Re: [HACKERS] Support for Secure Transport SSL library on macOS as OpenSSL alternative

From: Daniel Gustafsson <daniel(at)yesql(dot)se>
To: Tom Lane <tgl(at)sss(dot)pgh(dot)pa(dot)us>
Cc: Heikki Linnakangas <hlinnaka(at)iki(dot)fi>, PostgreSQL mailing lists <pgsql-hackers(at)postgresql(dot)org>
Subject: Re: [HACKERS] Support for Secure Transport SSL library on macOS as OpenSSL alternative
Date: 2018-09-26 21:19:15
Message-ID: CE440587-6093-44F6-A3CA-D1AFE6392B9B@yesql.se
Views: Raw Message | Whole Thread | Download mbox | Resend email
Thread:
Lists: pgsql-hackers

> On 26 Sep 2018, at 01:08, Tom Lane <tgl(at)sss(dot)pgh(dot)pa(dot)us> wrote:
>
> Heikki Linnakangas <hlinnaka(at)iki(dot)fi> writes:
>> On 27/06/18 21:57, Daniel Gustafsson wrote:
>>> Courtesy of the ever-present Murphy I managed to forget some testcode in
>>> src/backend/Makefile which broke compilation for builds without secure
>>> transport, attached v8 patch fixes that.
>
>> I've read through this patch now in more detail. Looks pretty good, but
>> I have a laundry list of little things below. The big missing item is
>> documentation.
>
> I did some simple testing on this today. The patch has bit-rotted,
> mostly as a consequence of 77291139c which removed tls-unique channel
> binding. That's probably a good thing for the Secure Transport code,
> since it wasn't supporting that anyway, but it needs to be updated.

Thanks for taking a look!

> I ripped out the failing-to-compile code (maybe that was too simplistic?)
> but could not figure out whether there was anything still useful about
> the diffs in ssl/t/002_scram.pl, so I left those out. Anyway, the
> attached update applies cleanly to today's HEAD, and the openssl part
> still compiles cleanly and passes regression tests. The securetransport
> part compiles cleanly, but it fails 8 of the 68 tests in 001_ssltests.pl.
> I'm not sure how many of those might be new and how many were there as
> of the previous submission.

I had some local diffs that I hacked up based on Heikkis review this summer,
but I never got around to sending them out. I’ve rebased these changes on top
of your v9 patch as the attached v10. With this patch I get 5 failing tests on
High Sierra.

>> The "-framework" option, being added to CFLAGS, is clang specific. I
>> think we need some more autoconf magic, to make this work with gcc.
>
> AFAIK, Apple's "gcc" *is* clang; it certainly has no problem with
> these switches (and I rather doubt there's any hope of linking to
> Secure Transport without 'em).

That is correct, there is however q legitimate question as to how to support
those who install an actual gcc via for example homebrew. -framework is a
linker option which according to the GCC docs isn’t being passed to the linker
by GCC. AFAICT from reading, -framework is however merely a convenient way of
using -l, so it should be doable to just use normal -l for both clang and gcc,
though I haven’t researched that. Another option is to require a macOS
clang(gcc) for secure transport support, at least initially.

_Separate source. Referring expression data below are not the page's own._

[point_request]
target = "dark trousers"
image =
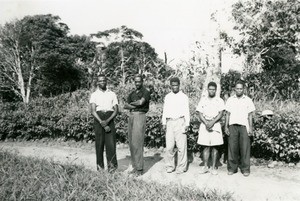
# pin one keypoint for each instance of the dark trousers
(105, 139)
(136, 135)
(238, 149)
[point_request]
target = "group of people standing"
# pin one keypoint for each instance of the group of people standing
(238, 110)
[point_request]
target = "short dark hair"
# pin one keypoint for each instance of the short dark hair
(240, 82)
(212, 84)
(102, 75)
(174, 79)
(140, 76)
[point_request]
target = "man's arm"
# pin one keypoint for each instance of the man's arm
(94, 113)
(129, 106)
(113, 115)
(164, 118)
(138, 102)
(211, 123)
(227, 123)
(187, 114)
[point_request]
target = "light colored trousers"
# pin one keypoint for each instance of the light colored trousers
(175, 136)
(136, 135)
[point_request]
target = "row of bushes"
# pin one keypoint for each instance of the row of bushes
(67, 116)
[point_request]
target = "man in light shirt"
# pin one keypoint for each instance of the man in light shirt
(176, 121)
(239, 126)
(138, 104)
(210, 133)
(104, 107)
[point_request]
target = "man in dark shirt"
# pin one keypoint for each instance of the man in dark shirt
(138, 105)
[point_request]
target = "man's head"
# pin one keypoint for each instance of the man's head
(175, 84)
(138, 81)
(239, 88)
(212, 88)
(102, 81)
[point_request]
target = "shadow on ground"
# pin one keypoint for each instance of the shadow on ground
(149, 162)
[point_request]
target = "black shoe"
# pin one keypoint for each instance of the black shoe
(112, 170)
(246, 174)
(136, 173)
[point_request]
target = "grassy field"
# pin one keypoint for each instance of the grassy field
(23, 178)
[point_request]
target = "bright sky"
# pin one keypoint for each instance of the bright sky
(167, 25)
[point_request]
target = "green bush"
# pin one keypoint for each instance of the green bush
(67, 116)
(26, 178)
(277, 138)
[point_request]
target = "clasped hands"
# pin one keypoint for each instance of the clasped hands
(186, 128)
(209, 125)
(104, 124)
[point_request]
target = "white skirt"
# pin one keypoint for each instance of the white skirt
(210, 138)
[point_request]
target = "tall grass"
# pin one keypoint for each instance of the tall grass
(23, 178)
(280, 107)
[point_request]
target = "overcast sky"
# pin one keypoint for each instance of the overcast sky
(167, 25)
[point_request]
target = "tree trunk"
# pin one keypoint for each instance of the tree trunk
(20, 83)
(123, 67)
(213, 73)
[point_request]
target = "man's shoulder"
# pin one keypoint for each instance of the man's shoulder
(111, 92)
(145, 90)
(219, 99)
(95, 92)
(183, 94)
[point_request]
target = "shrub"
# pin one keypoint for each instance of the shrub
(67, 116)
(277, 139)
(26, 178)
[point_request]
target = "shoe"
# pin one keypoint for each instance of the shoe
(170, 170)
(214, 172)
(136, 173)
(204, 170)
(180, 171)
(112, 170)
(246, 174)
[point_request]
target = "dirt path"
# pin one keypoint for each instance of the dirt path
(280, 183)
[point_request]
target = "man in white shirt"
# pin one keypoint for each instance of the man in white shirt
(176, 121)
(104, 108)
(210, 133)
(239, 126)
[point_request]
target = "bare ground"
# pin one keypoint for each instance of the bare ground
(279, 183)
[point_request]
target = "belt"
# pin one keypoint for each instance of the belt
(172, 119)
(137, 112)
(104, 111)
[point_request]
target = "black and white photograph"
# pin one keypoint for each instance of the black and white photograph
(150, 100)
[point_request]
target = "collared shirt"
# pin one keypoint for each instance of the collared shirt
(137, 95)
(239, 109)
(210, 107)
(176, 106)
(104, 100)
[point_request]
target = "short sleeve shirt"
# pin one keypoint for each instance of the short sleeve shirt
(137, 95)
(104, 100)
(210, 107)
(239, 109)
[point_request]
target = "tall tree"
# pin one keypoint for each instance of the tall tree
(270, 32)
(122, 53)
(24, 48)
(37, 55)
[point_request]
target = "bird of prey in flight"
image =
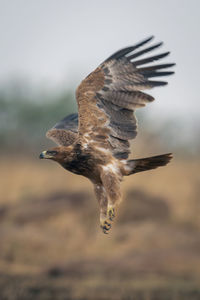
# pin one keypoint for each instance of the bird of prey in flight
(95, 142)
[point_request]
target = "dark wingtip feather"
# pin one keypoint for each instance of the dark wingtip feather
(155, 68)
(156, 74)
(153, 83)
(127, 50)
(150, 59)
(144, 51)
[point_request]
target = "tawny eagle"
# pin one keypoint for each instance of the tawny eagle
(95, 142)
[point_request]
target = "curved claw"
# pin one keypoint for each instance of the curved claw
(111, 213)
(106, 226)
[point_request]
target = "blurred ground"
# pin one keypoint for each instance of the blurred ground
(52, 247)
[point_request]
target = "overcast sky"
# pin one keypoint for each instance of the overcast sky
(58, 42)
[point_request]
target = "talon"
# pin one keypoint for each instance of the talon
(105, 225)
(111, 213)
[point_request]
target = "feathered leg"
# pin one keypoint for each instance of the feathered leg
(103, 204)
(111, 183)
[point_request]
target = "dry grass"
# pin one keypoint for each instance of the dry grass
(49, 232)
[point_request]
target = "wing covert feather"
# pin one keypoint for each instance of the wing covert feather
(108, 97)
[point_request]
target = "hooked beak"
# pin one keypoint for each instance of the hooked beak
(45, 155)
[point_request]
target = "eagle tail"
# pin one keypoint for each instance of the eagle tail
(149, 163)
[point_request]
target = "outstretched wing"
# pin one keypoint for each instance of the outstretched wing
(108, 97)
(65, 132)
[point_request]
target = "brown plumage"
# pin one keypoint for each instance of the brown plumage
(95, 142)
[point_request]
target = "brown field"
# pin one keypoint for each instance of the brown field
(52, 247)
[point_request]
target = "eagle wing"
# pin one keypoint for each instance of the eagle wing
(108, 97)
(65, 132)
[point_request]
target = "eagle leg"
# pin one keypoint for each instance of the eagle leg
(111, 184)
(103, 204)
(111, 212)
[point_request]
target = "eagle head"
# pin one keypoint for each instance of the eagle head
(58, 154)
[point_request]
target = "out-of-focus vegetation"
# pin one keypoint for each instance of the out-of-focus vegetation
(51, 246)
(26, 114)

It’s not clear to me just how common it is to use GCC via homebrew on macOS.

> However, I agree that the technique
> of teaching random makefiles about this explicitly is mighty ugly,
> and we ought to put the logic into configure instead, if possible.
> Possibly it could be modeled on LDAP_LIBS or ICU_LIBS, ie configure
> sets up a macro that pulls in the openssl libraries, or the
> secure transport libraries, or $other-implementation, or nothing.
> The CFLAGS hacks need similar treatment (btw, should they be
> CPPFLAGS hacks instead? I think they're morally equivalent to
> -I switches). And avoid using "override" if at all possible.

Agreed, thats a better idea.

> Some other comments:
>
> * I notice that contrib/sslinfo hasn't been touched. That probably
> ought to be on the to-do list for this, though I don't insist that
> it needs to be in the first commit.

Right, that one is on the todo.

> * I'm not sure what the "keychain" additions to test/ssl/Makefile
> are for, but they don't seem to be wired up to anything. Running
> "make keychains" has no impact on the test failures, either.

Since keychain files are binary blobs the make target is intended to create the
required keychain files out of the existing certificate/keys for use with the
SSL tests. Generating keychains needs to be wired to running the tests on
secure transport enabled systems (iff we want to have tests for keychains of
course).

> * I do not like making the libpq connection parameters for this be
> #ifdef'd out when the option isn't selected. I believe project policy is
> that we accept all parameters always, and either ignore unsupported ones,
> or throw errors if they're set to nondefault values (cf. the comment above
> the sslmode parameter in fe-connect.c). I realize that some earlier
> patches like GSSAPI did not get the word on this, but that's not a reason
> to emulate their mistake. I'm not sure about the equivalent decision
> w.r.t. backend GUCs, but we need to figure that out.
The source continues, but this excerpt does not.